Камю знал, что для интеллектуала единственным оправданием его существования является принятие на себя ответственности за мир идей, за аристократизм духа. Первейшая обязанность интеллектуала как стража культуры состоит в том, чтобы показывать и публично отстаивать всё лучшее в человеческой жизни. Распространять осознание ценностей, вырабатывать понимание, устанавливать различия, оберегать значение слов. Пусть не для того, чтобы как можно быстрее изменить мир. Но разве не достижение публично показать, что ложь это ложь и что ни власть, ни слава не могут ложь возвысить до истины?
Если миллионы людей могут верить в нигилизм, значит, хранители культурного наследия отказались от своей миссии или даже совершили предательство. Жаловаться на капитализм, коммерцию или поверхностность и в то Же время поддерживать всё это, продолжая чирикать, что, мол, нет ничего ни вневременного, ни универсального, поскольку всё относительно. Не спрашивай, как правильно жить. Делай то, что приятно и нравится. На свое усмотрение. Ты ничего не знаешь. Неважно. Всё одинаково, везде всё одно и то же. Anything goes, you see [Всё, знаешь, годится]. Не забивай себе голову, life is easy [не усложняй себе жизнь]. Не принимай всё всерьез, немного иронии! Не надо различий, мы не будем делать различий. Ведь делать различия — это же элитарно. А элитарное — это неверно, потому что недемократично, и мы против этого, потому что мы против фашизма.
Это предательство культурного наследия par excellence: аристократии духа, стремления к наилучшему. Интеллектуальная целостность, к сожалению, в высшей степени элитарное свойство.
В Пирее, гавани близ Афин, в тот теплый послеполуденный час, Сократ и его друзья уже пришли к пониманию, что свобода, если ее абсолютизируют, по существу извращается и никогда не может быть основанием для построения идеального общества. Абсолютная свобода всегда впадает в бесправие, а бесправие влечет за собою Убийство. Не свобода, а справедливость должна служить незыблемым основанием. Но поскольку справедливость не может существовать без мудрости, без понимания добра, истины и красоты, справедливое общество нуждается в руководстве, коему ведомы самые высокие истины. «Если не будут царствовать философы, не будет конца бедам, опустошающим человечество».
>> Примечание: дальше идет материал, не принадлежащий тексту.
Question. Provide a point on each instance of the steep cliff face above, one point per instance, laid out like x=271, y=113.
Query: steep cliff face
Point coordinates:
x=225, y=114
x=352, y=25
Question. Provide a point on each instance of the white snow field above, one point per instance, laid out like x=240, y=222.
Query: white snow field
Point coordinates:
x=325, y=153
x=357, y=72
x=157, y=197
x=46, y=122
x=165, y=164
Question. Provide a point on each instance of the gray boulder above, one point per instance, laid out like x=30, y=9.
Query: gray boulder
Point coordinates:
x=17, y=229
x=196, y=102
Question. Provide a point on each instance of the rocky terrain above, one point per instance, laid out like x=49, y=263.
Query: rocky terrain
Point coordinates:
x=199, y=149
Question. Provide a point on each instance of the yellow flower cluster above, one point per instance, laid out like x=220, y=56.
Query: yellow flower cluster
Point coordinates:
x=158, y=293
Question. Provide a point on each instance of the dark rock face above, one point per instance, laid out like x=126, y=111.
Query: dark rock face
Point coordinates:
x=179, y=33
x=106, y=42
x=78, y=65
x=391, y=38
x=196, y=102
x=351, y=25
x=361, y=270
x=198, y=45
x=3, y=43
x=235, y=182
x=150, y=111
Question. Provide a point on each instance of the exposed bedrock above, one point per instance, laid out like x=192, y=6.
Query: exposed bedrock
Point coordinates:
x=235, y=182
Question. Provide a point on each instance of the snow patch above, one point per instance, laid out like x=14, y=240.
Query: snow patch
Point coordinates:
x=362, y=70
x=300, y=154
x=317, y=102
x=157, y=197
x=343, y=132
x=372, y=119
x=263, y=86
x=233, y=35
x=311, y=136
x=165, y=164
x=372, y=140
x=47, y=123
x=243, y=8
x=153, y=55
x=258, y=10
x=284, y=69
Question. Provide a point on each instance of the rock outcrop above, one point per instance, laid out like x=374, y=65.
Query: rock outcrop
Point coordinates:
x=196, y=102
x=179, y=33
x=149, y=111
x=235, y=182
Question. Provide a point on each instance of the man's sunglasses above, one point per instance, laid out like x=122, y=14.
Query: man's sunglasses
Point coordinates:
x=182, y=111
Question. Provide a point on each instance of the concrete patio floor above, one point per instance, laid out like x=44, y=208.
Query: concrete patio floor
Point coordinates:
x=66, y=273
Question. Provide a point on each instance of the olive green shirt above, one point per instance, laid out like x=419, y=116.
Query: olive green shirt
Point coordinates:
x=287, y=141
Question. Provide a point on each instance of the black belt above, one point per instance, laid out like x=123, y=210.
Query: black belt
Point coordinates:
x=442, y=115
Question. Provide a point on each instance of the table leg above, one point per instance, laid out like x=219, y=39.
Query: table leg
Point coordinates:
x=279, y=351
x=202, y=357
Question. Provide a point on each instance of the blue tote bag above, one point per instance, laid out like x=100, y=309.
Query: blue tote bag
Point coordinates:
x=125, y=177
Знаменательно для XX столетия как эпохи — эпохи, начавшейся Первой мировой войной и, несмотря на все сообщения, до сих пор не закончившейся, — исполнение сократовского идеала: философ воцаряется во главе государства, интеллектуалы обретают столь горячо желанную политическую власть. И в то время пока этот идеал медленно, но верно обретает форму, Томас Манн пишет в долгие годы войны свои Betrachtungen eines Unpolitischen [Размышления аполитичного] (1918), где страстно сражается против того, что он называет «политизированием духа». В 1927 году Жюльен Бенда публикует книгу La Trahison des Clercs [Предательство интеллектуалов]. Ставший классическим, его анализ предательства интеллектуалов основывается на сформулированной Томасом Манном мысли, что сфера духа должна сохранять свою независимость.
Политизирование духа означает опять-таки сужение действительности. Так же как коммерциализация — когда дух ослеплен золотом, маленьким верховным божком, — способна рассматривать мир только в терминах прибыли и убытков, политизированный дух видит лишь общественные интересы. Как старо человечество, так же старо и его разделение. Всегда есть богатые и бедные, могущественные и беспомощные. Что справедливо? Кому что полагается? Политизированный дух, в свою очередь, разделен, ибо может смотреть на всё лишь одним глазом. Правым глазом он смотрит сквозь стекло обладание и видит прежде всего богатство, порядок, закон, сохранение, традицию, прошлое, культуру, нацию. Левым глазом он взирает сквозь стекло неимение и видит нищету, беспорядок, бесправие, обновление, будущее, науку, интернационал.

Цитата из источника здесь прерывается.